In mid-July, a local newspaper that has been in existence for 233 years announced that it would be cutting its print version to only three days a week. In an interview, the director of one of the local universities responded: “It’s devastating to communities. Not only do they lose their news, it erodes everything else in terms of civic participation.”
Sadly, this is not confined to one market. While there may be numerous options for national information, people still want to know what is going on in their local community regarding events, officials, schools, emergency information and more.
According to the UNC School of Media and Journalism, nearly 1,800 newspapers (dailies and weeklies) have either disappeared or merged with other publications since 2004. These events have led to a rise of “news deserts” – areas or communities that have very limited access to local news and information. Hardest hit are smaller and mid-sized communities.
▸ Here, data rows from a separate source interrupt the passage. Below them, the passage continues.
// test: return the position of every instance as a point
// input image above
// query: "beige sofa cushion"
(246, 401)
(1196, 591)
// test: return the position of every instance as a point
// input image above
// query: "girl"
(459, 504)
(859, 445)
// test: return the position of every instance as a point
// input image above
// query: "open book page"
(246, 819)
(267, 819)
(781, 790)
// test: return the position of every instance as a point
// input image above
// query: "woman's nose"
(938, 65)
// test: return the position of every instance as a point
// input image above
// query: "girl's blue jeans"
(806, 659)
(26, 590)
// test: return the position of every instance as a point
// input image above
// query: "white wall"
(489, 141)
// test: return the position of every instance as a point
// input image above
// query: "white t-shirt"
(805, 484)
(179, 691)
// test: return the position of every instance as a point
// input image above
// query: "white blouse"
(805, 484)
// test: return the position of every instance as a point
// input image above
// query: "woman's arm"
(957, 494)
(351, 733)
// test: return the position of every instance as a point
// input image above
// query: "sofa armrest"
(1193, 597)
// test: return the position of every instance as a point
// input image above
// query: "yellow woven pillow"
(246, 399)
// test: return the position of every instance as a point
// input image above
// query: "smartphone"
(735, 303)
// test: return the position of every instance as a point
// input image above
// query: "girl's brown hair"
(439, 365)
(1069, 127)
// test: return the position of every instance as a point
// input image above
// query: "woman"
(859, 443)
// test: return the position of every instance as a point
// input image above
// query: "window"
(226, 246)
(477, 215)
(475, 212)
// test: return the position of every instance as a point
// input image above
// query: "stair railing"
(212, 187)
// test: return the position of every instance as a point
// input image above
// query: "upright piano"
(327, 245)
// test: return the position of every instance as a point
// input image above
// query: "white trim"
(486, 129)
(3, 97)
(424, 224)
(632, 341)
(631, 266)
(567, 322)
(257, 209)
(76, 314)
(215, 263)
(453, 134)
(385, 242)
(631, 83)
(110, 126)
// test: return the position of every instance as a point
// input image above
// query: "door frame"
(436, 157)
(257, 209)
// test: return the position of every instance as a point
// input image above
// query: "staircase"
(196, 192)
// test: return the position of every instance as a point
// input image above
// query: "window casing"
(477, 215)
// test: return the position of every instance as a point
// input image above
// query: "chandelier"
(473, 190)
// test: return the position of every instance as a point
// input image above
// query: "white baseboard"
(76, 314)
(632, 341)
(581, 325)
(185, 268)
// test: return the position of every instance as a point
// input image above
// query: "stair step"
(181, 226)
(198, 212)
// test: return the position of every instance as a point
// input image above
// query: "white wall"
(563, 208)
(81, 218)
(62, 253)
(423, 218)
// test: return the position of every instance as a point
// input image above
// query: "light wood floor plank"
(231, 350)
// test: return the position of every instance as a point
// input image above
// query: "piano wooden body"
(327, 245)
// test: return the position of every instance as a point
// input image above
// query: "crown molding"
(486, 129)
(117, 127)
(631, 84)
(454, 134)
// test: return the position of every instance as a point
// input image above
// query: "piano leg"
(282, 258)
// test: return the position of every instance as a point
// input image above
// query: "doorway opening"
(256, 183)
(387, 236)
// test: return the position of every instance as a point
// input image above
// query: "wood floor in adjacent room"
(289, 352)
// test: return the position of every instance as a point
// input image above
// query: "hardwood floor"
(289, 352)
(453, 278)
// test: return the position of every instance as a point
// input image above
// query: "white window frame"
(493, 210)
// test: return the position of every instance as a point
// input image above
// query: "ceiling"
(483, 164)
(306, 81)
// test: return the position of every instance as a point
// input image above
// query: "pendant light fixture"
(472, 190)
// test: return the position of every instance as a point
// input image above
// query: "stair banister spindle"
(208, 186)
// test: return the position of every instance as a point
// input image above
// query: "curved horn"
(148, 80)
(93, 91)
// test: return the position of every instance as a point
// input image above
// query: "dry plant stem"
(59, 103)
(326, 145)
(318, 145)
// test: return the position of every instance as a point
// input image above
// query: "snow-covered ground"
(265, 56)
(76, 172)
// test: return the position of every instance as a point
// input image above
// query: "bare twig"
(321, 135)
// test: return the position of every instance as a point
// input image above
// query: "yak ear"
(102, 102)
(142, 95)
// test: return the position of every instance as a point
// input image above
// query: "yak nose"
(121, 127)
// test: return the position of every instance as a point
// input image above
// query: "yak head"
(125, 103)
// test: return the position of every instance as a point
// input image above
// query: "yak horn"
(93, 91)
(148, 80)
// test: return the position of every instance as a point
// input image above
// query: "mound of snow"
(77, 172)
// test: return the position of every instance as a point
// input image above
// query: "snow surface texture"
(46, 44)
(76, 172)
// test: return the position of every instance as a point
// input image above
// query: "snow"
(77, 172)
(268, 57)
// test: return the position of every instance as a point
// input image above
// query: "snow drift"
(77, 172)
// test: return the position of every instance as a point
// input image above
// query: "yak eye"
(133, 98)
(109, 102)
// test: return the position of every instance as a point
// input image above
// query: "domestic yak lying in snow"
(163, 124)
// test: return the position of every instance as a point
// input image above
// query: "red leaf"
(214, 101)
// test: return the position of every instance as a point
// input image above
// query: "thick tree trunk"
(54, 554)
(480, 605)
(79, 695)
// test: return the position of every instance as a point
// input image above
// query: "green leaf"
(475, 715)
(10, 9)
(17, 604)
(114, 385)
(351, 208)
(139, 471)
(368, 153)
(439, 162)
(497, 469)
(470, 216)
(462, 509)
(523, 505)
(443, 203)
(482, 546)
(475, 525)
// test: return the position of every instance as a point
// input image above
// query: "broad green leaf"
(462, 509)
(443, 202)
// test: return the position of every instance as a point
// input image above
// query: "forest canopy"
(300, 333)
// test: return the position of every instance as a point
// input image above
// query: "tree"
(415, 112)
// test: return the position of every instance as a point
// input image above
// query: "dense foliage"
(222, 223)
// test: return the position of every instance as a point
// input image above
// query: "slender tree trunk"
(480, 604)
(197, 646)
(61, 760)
With over 15,000 local broadcast radio stations, no other medium informs, entertains or engages better than radio. Rooted in the community where listeners live, work, go to school or just go about their day, radio connects.
Radio listeners are engaged with their local community and participate in events or local organizations. According to GfK MRI data:
- 83% have attended a public meeting on town or school affairs.
- 80% have served on a committee of a local organization.
- 80% have written a letter to the editor of a newspaper/magazine, or called into a live radio or TV show.
- 79% have written or called any politician.
As for print or digital newspaper readers, they know that radio can keep them up-to-date.
- 80% of adults who read any Sunday paper listen to radio.
- 79% of adults who read any digital version of a newspaper or visited a site listen to radio.
- 78% who read any print version of any daily paper listen to radio.
Radio has always and will continue to be there for local communities – for charities, school and pet shelter fundraisers, emergency information and even high school and college sports. As local newspapers reduce or eliminate their print editions, radio’s role is more important than ever. Radio becomes the lifeline of those communities.